Hey sisters,
My ex and I have been separated for 5 months now. He lives quite far away so he only visits one weekend a month. We have a daughter who is 1 and a half and she is starting to show some really negative emotions after talking to him. He face times her almost every weekday (we tried cutting it back to three days but she kept wanting more)
Last night she was up until almost 11pm walking around asking for dad.
She grabs my phone and passes it to me saying "daddy", and when I say "no, we aren't calling daddy again" she will hit me, scream at me, throw things at me and so on.
When he does call, she is barely interested and would rather watch TV or play with her toys.
I do understand she is young and can't understand/control her emotions but I am at a loss of what I can do to stop this behaviour.
Please any advice would be really helpful!
3 Replies
She misses her father. Its a big change for her. She might only be one, but she understands a lot more then you realize.
Did you and your ex seperate on amicable terms?
A one year old needs regular contact with both parents, if possible (and in child's best interest).
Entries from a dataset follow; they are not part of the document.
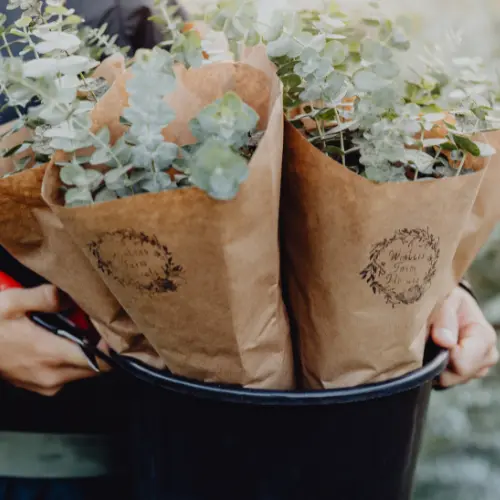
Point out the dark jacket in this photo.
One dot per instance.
(129, 19)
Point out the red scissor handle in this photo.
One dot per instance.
(76, 315)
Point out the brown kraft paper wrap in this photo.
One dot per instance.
(366, 264)
(34, 235)
(200, 277)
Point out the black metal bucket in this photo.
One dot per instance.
(193, 441)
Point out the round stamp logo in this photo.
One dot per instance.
(402, 267)
(137, 260)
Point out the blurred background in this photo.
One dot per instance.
(461, 457)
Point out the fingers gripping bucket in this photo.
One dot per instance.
(192, 441)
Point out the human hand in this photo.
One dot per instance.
(461, 327)
(30, 357)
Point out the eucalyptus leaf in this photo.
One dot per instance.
(367, 81)
(422, 161)
(77, 197)
(105, 195)
(485, 150)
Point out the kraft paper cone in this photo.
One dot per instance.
(366, 264)
(200, 277)
(34, 235)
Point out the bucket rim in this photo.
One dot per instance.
(261, 397)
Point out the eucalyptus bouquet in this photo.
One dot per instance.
(382, 170)
(167, 178)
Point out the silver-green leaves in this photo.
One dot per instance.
(222, 128)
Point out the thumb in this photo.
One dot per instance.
(445, 327)
(17, 302)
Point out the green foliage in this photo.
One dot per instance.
(346, 79)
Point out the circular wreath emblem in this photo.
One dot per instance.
(401, 268)
(134, 259)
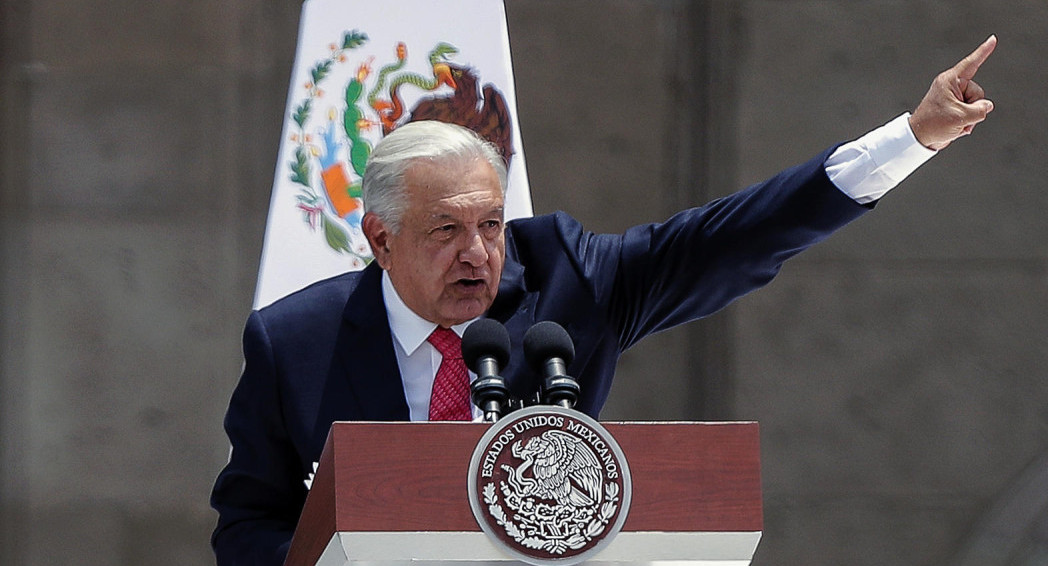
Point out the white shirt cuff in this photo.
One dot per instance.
(870, 167)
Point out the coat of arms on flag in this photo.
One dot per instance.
(362, 70)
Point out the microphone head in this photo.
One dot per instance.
(547, 340)
(485, 339)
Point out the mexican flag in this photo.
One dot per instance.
(361, 70)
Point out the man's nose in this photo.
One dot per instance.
(474, 252)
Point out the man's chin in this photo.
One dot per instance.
(467, 309)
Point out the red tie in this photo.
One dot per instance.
(450, 399)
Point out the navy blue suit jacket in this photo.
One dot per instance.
(325, 353)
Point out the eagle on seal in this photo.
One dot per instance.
(564, 469)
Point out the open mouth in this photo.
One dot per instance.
(470, 283)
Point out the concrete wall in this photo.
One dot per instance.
(897, 369)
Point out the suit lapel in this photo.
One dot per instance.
(366, 353)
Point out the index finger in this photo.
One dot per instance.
(967, 66)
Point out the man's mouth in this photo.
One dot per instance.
(470, 283)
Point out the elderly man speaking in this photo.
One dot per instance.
(381, 344)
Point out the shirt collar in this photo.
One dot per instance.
(409, 329)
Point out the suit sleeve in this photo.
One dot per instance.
(260, 493)
(702, 259)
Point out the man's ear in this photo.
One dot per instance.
(377, 234)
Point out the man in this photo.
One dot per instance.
(355, 347)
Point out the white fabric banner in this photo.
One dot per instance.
(362, 69)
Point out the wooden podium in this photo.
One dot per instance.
(393, 493)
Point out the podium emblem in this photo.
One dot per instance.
(549, 485)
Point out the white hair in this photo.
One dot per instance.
(435, 142)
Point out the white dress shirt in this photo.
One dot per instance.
(865, 170)
(418, 360)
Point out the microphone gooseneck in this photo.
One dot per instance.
(548, 349)
(485, 350)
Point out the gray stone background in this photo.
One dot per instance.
(898, 370)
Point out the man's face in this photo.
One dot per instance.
(445, 260)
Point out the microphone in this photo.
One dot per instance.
(548, 349)
(485, 350)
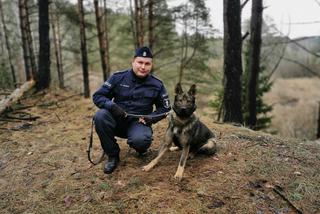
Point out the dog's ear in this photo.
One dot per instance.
(178, 89)
(192, 91)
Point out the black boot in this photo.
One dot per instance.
(111, 164)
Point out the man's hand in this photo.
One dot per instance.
(146, 121)
(117, 111)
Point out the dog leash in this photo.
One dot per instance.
(90, 141)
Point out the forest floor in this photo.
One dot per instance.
(44, 168)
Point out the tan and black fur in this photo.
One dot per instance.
(186, 131)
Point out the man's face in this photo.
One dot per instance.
(141, 66)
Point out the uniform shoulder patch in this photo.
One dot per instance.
(154, 77)
(120, 72)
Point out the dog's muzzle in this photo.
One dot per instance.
(184, 112)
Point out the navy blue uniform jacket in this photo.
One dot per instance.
(134, 95)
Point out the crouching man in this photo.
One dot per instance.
(134, 91)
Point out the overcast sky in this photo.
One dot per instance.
(282, 12)
(303, 14)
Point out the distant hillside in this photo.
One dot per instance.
(301, 58)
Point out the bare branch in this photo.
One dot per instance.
(244, 4)
(303, 66)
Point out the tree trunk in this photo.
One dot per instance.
(139, 22)
(150, 23)
(133, 27)
(318, 128)
(30, 45)
(15, 95)
(25, 44)
(232, 61)
(254, 60)
(57, 44)
(101, 38)
(106, 30)
(5, 31)
(141, 25)
(84, 54)
(43, 80)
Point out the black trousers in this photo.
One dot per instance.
(139, 136)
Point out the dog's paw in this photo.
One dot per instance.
(177, 177)
(146, 168)
(173, 148)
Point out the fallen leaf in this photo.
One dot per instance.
(67, 201)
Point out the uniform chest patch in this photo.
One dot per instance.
(124, 85)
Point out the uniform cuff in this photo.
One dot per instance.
(108, 105)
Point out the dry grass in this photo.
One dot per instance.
(296, 106)
(44, 169)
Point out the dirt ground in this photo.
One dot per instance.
(44, 168)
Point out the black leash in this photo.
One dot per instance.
(90, 142)
(90, 147)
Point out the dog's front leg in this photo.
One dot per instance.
(165, 147)
(182, 163)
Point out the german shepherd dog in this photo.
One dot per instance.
(186, 131)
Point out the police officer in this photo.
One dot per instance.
(133, 91)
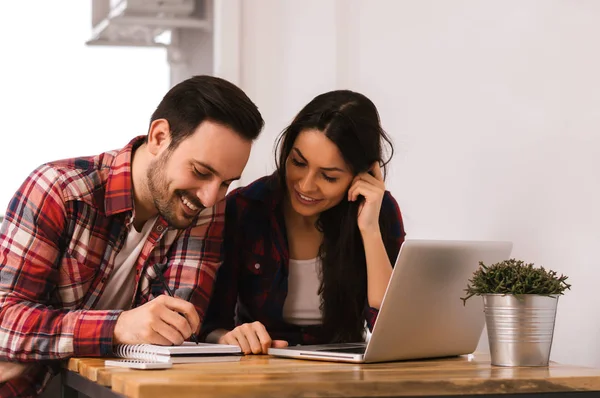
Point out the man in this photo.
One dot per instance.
(81, 237)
Try and make it a routine where she calls daddy every night at the same time. Make it apart of her bedtime routine so she can say goodnight to him.
If it becomes a routine, she'll be less likely to act out or be upset if its not 'daddy time'.
Just give her a set time limit for each call.
Is it posssible for dad to visit evety fortnight instead of every month?
I understand there is a distance, but once a month is such a big gap for a young child.
Good luck, and just remember that your daughter needs some time to adjust to such a big change, but you'll all be fine soon enough.
Also, try to not use the word 'no'.
Try 'we can't call daddy right now, we'll call him _____'
My toddler acts the same way, with the hitting and acting out, when he's told no over anything. Explaining that he can do it later helps prevent tantrums almost every time.
And if he does hit, I do my best to ignore it. Most toddlers only hit because they know they'll get a reaction. If I react, he hits me more often. If I ignore it, he goes and sulks.
It's hard when they don't understand time. I used to say, not today. Very firmly and clearly. And tell her every day so she knows what's going on. until two days away you can say soon, then tomorrow, then daddy today!
When she wants to ring, do a fake call and say oh, daddy must be at work. Talk to her about where he is and what he's doing. Show her photos.